Custom Pages¶
Custom pages let you build your own views of the library and pin them to the top navigation, next to Home, Faces, and the rest. Instead of laying out a page by hand, you describe what you want and an assistant drafts the building blocks — widgets — for you.

Create a Page¶
Click + New page in the top navigation. Yaffo creates an empty page and opens it in the design view, where you can name it and start adding content.

The design view has three parts:
- Page settings (left) — the Title, an optional Subtitle, a Tab order number that sets where the page sits in the navigation, and a Display title? toggle. Click Save to keep changes, or Delete Page to remove the page entirely.
- The Assistant (left, below settings) — where you describe the widgets you want.
- The grid (right) — where your widgets live and can be arranged.
Work with Widgets¶
A widget is a single block on the page — a heading, a wall of photos, a map, a list of people, and so on.
To add one, type a description into the Assistant and click Send. For example:
- a polaroid wall of our Maine trip in summer 2023
- a map of everywhere we took photos this year
- my six most recent favorites
The assistant drafts a widget and drops it onto the grid. You decide how it looks; Yaffo always fills in the actual photo data from your library, so a widget only ever shows media you already have.
Once widgets are on the grid you can:
- drag a widget to move it;
- resize a widget by its edges;
- remove a widget with the × on its header;
- keep the conversation going to add more widgets or refine existing ones.
Click Save when the layout looks right.
Publish and Present¶
The page you see while designing is a working draft. Yaffo keeps your published page separate from in-progress edits, so anyone viewing the page always sees the last version you published — not a half-finished change.
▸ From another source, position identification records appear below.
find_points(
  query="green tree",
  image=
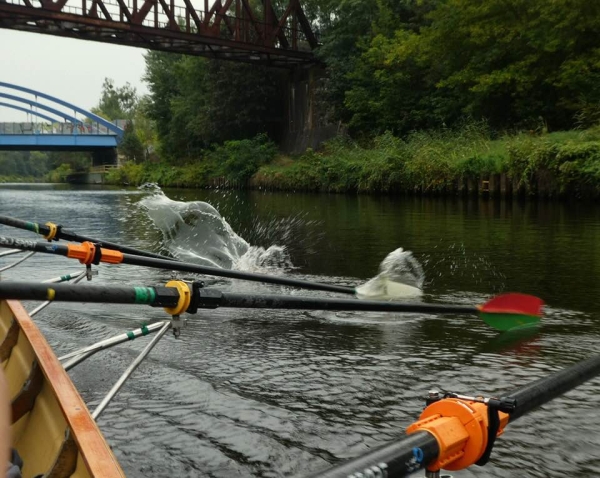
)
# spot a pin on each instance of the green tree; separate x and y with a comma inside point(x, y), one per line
point(116, 102)
point(131, 146)
point(196, 102)
point(515, 63)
When you are happy with the draft, publish it. The page then appears as a tab in the top navigation (and in the Pages menu) for everyone using your library. You can reopen the design view at any time to keep iterating; your live page stays untouched until you publish again.
Custom pages are one of several ways to organize a library. For how they fit alongside filters, favorites, and tags, see Organizing Photos. To restyle the whole app, including your custom pages, see Themes.